Man Up: Writing Male POV #atozchallenge

Photo by Mizrak (cc)One of my favorite things about reading and writing romance is the use of both the hero and heroine's POV.  There's something about getting to see inside the guy's head that makes the story so much more interesting to me.  

But writing the male POV (if you're a woman) can be a bit of a challenge (and vice versa for guys writing women).  Men and women have different thought patterns and different ways of being in the world, so if we're truly going to get inside the head of the opposite sex, we need to be aware of those differences.

I personally find male characters fun and almost easier to write than my female characters.  But that may be because in life, I've always been more comfortable around guys (well, when it comes to being friends, once I was romantically interested in a guy, I turned into an awkward mess).  So, I've spent a lot of time with groups of guy friends, have seen how they interact, and of course, I'm married to one, so that helps.  :)

 But what are the differences?  Author Keri Arthur outlined a number of points to be aware of.  (article here)

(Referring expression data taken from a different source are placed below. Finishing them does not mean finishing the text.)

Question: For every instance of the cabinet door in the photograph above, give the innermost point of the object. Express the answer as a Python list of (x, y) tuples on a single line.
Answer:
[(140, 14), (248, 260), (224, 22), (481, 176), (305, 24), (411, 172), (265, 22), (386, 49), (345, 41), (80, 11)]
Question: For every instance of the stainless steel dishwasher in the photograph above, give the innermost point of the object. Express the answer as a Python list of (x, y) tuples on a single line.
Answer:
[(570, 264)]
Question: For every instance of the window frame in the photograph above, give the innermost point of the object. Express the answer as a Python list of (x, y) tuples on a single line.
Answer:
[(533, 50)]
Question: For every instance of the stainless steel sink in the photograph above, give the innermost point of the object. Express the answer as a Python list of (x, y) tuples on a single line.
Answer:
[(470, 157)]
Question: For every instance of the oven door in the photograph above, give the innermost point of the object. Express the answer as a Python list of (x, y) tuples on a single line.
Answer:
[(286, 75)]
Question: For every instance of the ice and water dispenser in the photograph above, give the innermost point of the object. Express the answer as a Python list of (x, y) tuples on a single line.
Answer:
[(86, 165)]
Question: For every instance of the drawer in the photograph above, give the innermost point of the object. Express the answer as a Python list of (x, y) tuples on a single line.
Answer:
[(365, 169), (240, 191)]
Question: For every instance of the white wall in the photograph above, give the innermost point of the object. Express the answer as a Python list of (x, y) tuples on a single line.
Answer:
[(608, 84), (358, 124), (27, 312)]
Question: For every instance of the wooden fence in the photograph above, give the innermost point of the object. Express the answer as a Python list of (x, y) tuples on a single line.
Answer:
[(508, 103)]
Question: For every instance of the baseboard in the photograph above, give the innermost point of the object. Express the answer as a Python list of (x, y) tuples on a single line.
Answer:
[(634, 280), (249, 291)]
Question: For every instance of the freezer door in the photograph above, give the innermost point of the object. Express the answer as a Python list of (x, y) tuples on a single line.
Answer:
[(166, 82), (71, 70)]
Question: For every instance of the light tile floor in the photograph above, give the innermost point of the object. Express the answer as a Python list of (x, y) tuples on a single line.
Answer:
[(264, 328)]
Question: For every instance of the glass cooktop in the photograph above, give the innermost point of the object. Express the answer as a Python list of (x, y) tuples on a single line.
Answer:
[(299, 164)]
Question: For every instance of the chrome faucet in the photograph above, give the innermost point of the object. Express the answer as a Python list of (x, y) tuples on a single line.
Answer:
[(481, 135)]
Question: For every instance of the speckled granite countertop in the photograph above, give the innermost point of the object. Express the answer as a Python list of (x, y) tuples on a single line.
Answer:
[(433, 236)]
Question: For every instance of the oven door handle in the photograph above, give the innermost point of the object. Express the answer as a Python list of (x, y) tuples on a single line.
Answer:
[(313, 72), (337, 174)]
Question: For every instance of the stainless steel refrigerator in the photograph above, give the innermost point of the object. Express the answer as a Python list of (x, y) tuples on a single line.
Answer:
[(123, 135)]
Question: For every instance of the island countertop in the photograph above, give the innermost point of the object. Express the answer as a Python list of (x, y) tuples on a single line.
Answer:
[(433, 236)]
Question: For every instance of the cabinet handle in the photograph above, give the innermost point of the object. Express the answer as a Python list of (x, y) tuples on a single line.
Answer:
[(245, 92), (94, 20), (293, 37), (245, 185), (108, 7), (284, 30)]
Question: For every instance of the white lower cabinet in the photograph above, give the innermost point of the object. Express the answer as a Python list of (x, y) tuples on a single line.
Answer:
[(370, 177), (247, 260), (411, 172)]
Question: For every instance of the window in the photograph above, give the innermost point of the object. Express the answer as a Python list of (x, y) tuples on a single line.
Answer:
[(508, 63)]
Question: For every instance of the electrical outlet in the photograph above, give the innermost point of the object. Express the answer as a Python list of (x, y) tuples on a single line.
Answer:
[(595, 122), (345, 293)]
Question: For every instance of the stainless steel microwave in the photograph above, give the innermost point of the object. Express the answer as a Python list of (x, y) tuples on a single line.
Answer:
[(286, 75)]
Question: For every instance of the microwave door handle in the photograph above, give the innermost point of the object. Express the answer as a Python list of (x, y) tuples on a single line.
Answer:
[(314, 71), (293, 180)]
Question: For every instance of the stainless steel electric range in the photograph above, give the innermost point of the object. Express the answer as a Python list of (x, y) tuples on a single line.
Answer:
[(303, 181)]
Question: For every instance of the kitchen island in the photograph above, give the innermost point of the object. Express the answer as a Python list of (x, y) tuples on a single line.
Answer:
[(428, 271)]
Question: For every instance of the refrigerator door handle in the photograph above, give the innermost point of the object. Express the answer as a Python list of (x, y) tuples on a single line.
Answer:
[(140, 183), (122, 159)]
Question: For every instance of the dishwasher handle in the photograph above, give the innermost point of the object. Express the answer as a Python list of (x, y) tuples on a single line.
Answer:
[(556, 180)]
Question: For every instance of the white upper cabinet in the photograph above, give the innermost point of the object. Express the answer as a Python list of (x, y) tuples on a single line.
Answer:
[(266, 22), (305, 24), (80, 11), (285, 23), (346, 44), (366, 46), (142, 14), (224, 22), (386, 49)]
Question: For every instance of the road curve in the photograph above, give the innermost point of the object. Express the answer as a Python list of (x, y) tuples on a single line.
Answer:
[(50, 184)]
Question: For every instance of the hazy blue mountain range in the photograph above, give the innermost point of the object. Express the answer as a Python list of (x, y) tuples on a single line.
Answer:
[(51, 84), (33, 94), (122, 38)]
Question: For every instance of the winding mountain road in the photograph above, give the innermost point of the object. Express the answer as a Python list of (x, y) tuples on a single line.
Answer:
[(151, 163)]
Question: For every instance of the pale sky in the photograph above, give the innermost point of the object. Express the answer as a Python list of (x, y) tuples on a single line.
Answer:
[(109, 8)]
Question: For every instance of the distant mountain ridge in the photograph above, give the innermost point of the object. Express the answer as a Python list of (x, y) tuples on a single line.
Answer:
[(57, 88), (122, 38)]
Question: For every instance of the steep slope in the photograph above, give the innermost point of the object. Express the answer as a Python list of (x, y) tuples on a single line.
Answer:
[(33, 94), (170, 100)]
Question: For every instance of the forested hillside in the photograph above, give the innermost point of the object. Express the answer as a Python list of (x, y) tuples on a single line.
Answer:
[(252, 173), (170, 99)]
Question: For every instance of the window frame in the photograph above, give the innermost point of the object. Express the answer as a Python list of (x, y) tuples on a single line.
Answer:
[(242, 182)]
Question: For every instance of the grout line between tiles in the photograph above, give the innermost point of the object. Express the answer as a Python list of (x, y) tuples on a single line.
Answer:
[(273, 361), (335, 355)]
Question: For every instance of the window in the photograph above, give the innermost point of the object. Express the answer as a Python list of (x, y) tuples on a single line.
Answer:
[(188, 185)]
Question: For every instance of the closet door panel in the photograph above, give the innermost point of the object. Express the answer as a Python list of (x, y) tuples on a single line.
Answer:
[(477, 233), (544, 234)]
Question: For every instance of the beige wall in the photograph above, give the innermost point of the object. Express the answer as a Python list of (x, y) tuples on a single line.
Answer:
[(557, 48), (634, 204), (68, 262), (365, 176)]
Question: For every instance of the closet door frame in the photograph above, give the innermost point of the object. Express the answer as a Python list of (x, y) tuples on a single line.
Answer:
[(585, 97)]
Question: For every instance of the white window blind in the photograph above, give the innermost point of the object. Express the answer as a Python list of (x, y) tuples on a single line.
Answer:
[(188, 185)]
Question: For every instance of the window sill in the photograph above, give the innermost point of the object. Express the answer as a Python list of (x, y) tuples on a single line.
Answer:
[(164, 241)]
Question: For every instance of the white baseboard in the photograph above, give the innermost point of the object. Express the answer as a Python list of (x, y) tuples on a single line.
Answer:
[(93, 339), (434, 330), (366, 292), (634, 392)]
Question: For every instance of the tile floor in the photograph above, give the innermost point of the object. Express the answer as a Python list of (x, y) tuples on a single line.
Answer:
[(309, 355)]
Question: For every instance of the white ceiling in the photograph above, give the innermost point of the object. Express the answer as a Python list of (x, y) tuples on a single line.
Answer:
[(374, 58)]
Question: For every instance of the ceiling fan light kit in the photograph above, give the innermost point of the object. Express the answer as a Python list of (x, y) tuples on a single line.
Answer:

Are action-oriented.  Do instead of think about it.

--They aren't going to agonize over whether or not they should kiss the woman, they do it, then deal with the consequences afterward (unless your character is a teen boy, then the insecurity may cause some agonizing and indecision.)

--Ever watch a man shop?  They don't browse and wander.  They know the item they want, go to that particular store, purchase it, leave.

They tend to be less patient.

--This goes back to the action thing.  Sitting around waiting for something to happen or waiting in line is uncomfortable.

They like to be in charge.

--Whether it's cultural or biologically ingrained, men like being the alpha.

Are more visual.  

--This is why Playboy works for men, but Playgirl doesn't interest many women.  This is a very important distinction particularly if you're writing romantic interactions or love scenes from the guy's POV.

--I'm reading Lauren Dane's Coming Undone right now and she had a scene where the hero was looking at the heroine on his bed and thinking about how he felt about her.  But then he stops his thoughts, something to the effect of...he would have delved deeper into (whatever the thought was), but Hello, naked.  The line made me laugh because it was just how I imagine a guy would think.

--So when writing your guy, make sure he takes in the things he can see about his heroine.  Your heroine, on the other hand will be much more about tactile, scents, and emotional cues.  (Women need a plot--that's why romance novels are so popular.)


Are problem solvers

--When I vent to my husband, he starts dishing out advice.  That's now what I want.  I just wanted him to listen.  Men don't get the point of that.  They see a problem, they want to fix it.

Present a confident front

--They try to avoid asking for advice or permission, admitting to being wrong, or hedging ("I'm not sure", "This will work, right?")

Say what they mean

--They won't share every thought they have, but when they do say something it is typically straightforward.

--They don't use euphemisms or flowery adjectives.  Their language (especially if we're in internal thoughts) is going to be more coarse and blunt.

--Don't say things in a passive way.  Instead of "Are you hungry?" he'll just say, "I'm hungry."

Think about sex more than women and see if differently

--According to stats, 60% of men say they think about sex at least once a day, whereas 25% of women do

--"Sex is simpler and more straightforward for them.  That does not mean that men do not seek intimacy, love, and connection in a relationship, just as women do. They just view the role of sex differently. Women want to talk first, connect first, then have sex.  For men, sex is the connection. Sex is the language men use to express their tender loving vulnerable side. It is their language of intimacy." (from WebMD)

See conversations as a means to exchange information

--venting and small talk are not preferred.  This is why when guys hang out together, there is usually an activity involved, whereas women can just get together and chat for the sake of chatting.

Emotion, except for anger, is usually kept under wraps or repressed altogether.

--This is why it's so satisfying in a story when the guy finally breaks down and accepts how he's feeling about the heroine.

--Guys rarely cry.  If your hero is going to cry, save that moment and use it for maximum impact.


Alright, so I know a lot of these sound stereotypical, and not every guy is going to fall into that.  But stereotypes do exist for a reason.  Hope this at least gets you started. 

So have you written in the POV of the opposite sex?  If so, do you find it difficult or fun?  Do you enjoy reading books that offer both perspectives?

*This is a re-post from my Fiction Groupie blog 2010.